Slice copy from gpu to cpu tensors

I’m still new to CUDA programming and thought I could write a specific kernel for my application. I have a tensor src which I want to write some of the elements from and copy those values to their corresponding locations in a tensor tgt. Both tensors are 1d, however src is on a gpu and tgt is on CPU memory. I also have access to both the bytemask (torch.BoolTensor) as well as index locations of the elements I want to write to.

I tried using tgt[idxs].copy_(src[idx]), however this fails silently (data isn’t copied to tgt but instead is copied to the new storage of tgt[idxs]), and tgt[idxs] = src[idxs] fails because of different devices.

I have tried writing an at::parallel_for operation for this but it is much slower than I would want, so I am looking to try and write a GPU kernel for this.
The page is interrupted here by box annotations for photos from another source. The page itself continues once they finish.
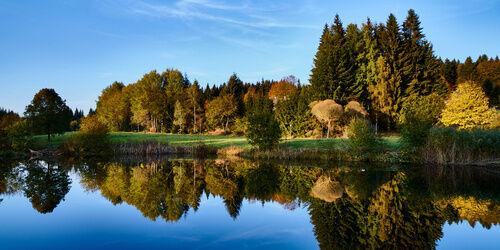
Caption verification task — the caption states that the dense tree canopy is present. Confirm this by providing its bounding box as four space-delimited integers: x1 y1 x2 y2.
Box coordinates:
24 89 72 141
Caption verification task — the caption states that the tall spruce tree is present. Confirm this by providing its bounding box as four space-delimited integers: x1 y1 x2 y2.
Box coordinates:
309 24 333 100
356 18 380 106
330 15 355 105
401 9 445 96
346 24 367 103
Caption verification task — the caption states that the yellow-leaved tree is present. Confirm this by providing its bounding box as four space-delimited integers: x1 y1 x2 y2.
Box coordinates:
440 81 495 129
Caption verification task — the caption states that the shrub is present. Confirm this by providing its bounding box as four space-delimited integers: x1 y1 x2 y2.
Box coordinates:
7 120 32 152
347 118 384 160
422 127 500 164
342 101 368 124
246 113 281 150
61 116 111 156
399 94 444 151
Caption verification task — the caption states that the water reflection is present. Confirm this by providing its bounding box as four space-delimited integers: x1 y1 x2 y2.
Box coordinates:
0 160 500 249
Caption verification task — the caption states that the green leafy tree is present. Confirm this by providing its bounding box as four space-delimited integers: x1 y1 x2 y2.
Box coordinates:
399 93 444 148
275 94 316 138
174 100 186 133
131 70 166 132
205 95 238 134
24 89 72 141
96 82 130 131
186 80 203 133
245 97 281 150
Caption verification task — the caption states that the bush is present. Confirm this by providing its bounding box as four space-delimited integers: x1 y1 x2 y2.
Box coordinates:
399 94 444 148
8 120 32 152
246 113 281 150
347 118 384 160
61 116 111 156
422 127 500 164
0 120 32 153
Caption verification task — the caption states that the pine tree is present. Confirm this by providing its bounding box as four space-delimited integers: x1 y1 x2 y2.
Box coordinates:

I know I can access a device-side host pointer with cudaHostGetDevicePointer, however if I’m reading the documentation correctly, this allocates a new host side buffer whereas I already have the host buffer in tgt. Can anyone help me with this?

I have already tried the following kernel which fails due to the tgt buffer being on CPU memory:

template<typename scalar_t>
__global__
void
cuda_mask_copy_kernel(scalar_t*         __restrict__ tgt_1d,
                      const bool*       __restrict__ mask_1d,
                      const scalar_t*   __restrict__ src_1d,
                      size_t N)
{
    const int index = blockIdx.x * blockDim.x + threadIdx.x;

    if (index < N && mask_1d[index])
    {
        tgt_1d[index] = src_1d[index];
    }
}

For completeness, here is my at::parallel_for implementation, but as I said, it is much slower than I would wish:

torch::Tensor&
idx_copy(torch::Tensor& tgt,
         const torch::Tensor& idxs,
         const torch::Tensor& src)
{
    TORCH_CHECK(idxs.sizes().size() == 1);
    CHECK_TYPE(idxs, torch::kLong);
    CHECK_SAME_SIZE(tgt, src);
    TORCH_CHECK(tgt.scalar_type() == src.scalar_type());

    torch::Tensor tgt_1d = tgt.view({-1});
    const torch::Tensor idxs_1d = idxs.view({-1});
    const torch::Tensor src_1d = src.view({-1});

    at::parallel_for(0, idxs_1d.size(0), at::internal::GRAIN_SIZE, [&](int64_t start, int64_t end)
        {
            for(int64_t idx = start; idx < end; ++idx)
            {
                tgt_1d[idxs_1d[idx]] = src_1d[idxs_1d[idx]];
            }
        }
    );

    return tgt;
}

I think the title is slightly inaccurate, but the analysis is spot on. The problem is that the indexing you do (with a list of indices or a mask) necessarily creates a new tensor in new memory. If you had slicing, the indexing would create a view and copy_ would work.
copy_ is the “only way” to transfer from the GPU to CPU (and .to uses it under the hood), so there is not much to do to avoid the transfer and then work on the CPU.
An alternative tgt[idxs] = src[idxs] could be to use where: tgt = torch.where(idxs, src, tgt), this creates a new tensor tgt but does not create src[idxs]. It also is relatively friendly to optimizers like the nvFuser if they are part of a longer computation. Personally, I find where a good fit to how I think about these operations, but of course, this may or may not apply to your case.

Best regards

Thomas

Best

Hey Tom,

Thanks for the response, and I am sorry for the inaccuracy in the title. I would love to use torch.where however I believe that would allocate more gpu memory and I am already stressed for it. I also really want to avoid having to copy the gpu tensor to cpu memory and apply an augmented assignment (tgt[idxs] = src[idxs].cpu()): that would have to be an absolute worst case scenario for me.